Reírse era el norte, reírse metafísicamente si es que eso es posible, vivir en un perpetuo turismo existencial, inyectando la anormalidad como una vacuna contra la máquina, una droga para mantener despierta una lucecilla en medio de la absoluta mezquindad de dones que heredábamos de nuestro entorno.
¿Te acordás hermano de las ruinas de Mirapichu?
Los departamentos DFL2 que el terremoto del 85 dejó cuarteados y abandonados a su suerte en la calle Mirador (mirador + macchu picchu = mirapichu), donde alguna vez con tizas de colores dejamos unos monstruos (eso lo hicimos con el Joze, creo), tomamos unas fotos -que más tarde pasé por una máquina reveladora de películas de imprenta y las insolé en ozalith- y yo escribí un cuento sobre un tipo que establece una relación amistosa con un perro que le reprocha su vivir "burgués" (ja ja ja, que mierdoso reflejo de lo que uno termina siendo, esclavo de una forma de hacer las cosas que la ignorancia y la absoluta inocencia te empuja a rechazar sin saber, sin detenerse a admitir, que la transaca había que hacerla igual pascual). Pero qué envidiable manera de sacarle el jugo a la poquita cosa que había a la mano, a patita, sanos y elásticos para mandarse horas de caminar y espantar perros y vecinos y pungas a punta de abrigos, trípodes y cámaras fotográficas, disparadores de cable y marraquetas con leche, ah, y "ojo con las cholgas".
En esos actos, en esas creencias había coherencia y quizás ahí estaba la comunión, hermana o prima de la estupidez. Consecuencia natural de la frasecita de Cortázar "de los tontos será el reino de los cielos" y así nos va.
Nadie se aguantaba esos trotes, ni la negra, ni el caballero, ni el bruto del esteban, ni el buenazo del Mario (al pobre Pato lo exiliamos antes de saber si era o habría sido capaz de aportar a la causa, a pesar de lo rara que era su familia en medio del resto de las gentes de entonces). Había que ser un loco delirante, y por sobre todo tener un mapa -que no teníamos- de la vida en que se pudiese optar a una ubicuidad social y económica imposible con el paso de los años.

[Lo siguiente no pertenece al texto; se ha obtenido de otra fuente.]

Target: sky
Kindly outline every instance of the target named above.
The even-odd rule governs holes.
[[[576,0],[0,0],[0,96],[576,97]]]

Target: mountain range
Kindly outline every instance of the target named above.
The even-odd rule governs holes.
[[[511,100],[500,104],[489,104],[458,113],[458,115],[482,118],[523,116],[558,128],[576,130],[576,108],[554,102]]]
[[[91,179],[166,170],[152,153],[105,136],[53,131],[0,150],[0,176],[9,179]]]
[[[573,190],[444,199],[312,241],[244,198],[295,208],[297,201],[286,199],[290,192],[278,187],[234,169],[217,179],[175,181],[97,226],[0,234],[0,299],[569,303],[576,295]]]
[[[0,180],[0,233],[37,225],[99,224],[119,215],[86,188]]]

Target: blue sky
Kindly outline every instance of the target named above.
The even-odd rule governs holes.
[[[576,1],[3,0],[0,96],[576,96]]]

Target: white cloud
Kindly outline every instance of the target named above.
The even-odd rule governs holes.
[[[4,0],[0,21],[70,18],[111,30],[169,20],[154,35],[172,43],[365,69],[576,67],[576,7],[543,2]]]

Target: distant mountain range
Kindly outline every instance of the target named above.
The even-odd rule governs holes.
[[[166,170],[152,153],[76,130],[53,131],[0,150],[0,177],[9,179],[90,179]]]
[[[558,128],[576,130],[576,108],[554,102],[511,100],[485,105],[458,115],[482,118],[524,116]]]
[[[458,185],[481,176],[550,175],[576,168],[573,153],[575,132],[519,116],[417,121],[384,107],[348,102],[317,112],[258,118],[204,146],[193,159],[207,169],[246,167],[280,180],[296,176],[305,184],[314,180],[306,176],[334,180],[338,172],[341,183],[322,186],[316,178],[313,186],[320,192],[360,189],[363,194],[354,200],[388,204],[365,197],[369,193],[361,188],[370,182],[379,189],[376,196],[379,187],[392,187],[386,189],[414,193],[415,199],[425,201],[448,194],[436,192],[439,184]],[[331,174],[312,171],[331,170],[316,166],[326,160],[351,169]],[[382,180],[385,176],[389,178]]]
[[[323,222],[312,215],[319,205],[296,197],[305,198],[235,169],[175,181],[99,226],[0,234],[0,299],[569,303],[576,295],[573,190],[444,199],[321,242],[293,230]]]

La vida nos fue metiendo quiebres y pliegues, en mitad de esas nadas en que se empezó a desintegrar lo que pudiera haber sido, en mitad de sobredosis de somníferos, de depresiones galopantes y "capsulitas de la felicidad", algo nos fue cambiando, La decepción quizás, la falta de ganas, una conciencia prematura de que los juegos ahora, en un cierto punto de la trama requería nuevos ingredientes. Es cierto que a nuestro modo la religión sólo sirvió de excusa o de pegamento, jamás de trasfondo, pero algo ahí se rompe, con los nuevos amores, los nuevos amigos, las nuevas aspiraciones, las soledades, las obligaciones que hurtan el tiempo, las proyecciones, hasta que uno termina por olvidarse de si mismo.
Algo parecido le debe pasar a todos los que finalmente "se venden", sea lo que sea que eso signifique, a los que deploran su vida, los que viven en el "me acuerdo cuando", etc. Por lo que rápidamente me apuro en precisar que sólo estoy destacando un valor preciso y particular de un momento mágico de la película. Que me gustaría pasar de nuevo por ahí ...pero of course, pero yo se que el ciclo se habría cumplido igual de ser el que soy, los que somos, lo que hemos decidido ser hoy.
Eso que nunca nos detuvimos a hablar del rol explosivo de las mujeres en estas rupturas, del mandato que nos enamoró de innumerables mujeres en lapsos ridiculamente breves o masoquistamente largos, es así con todo... para qué seguir.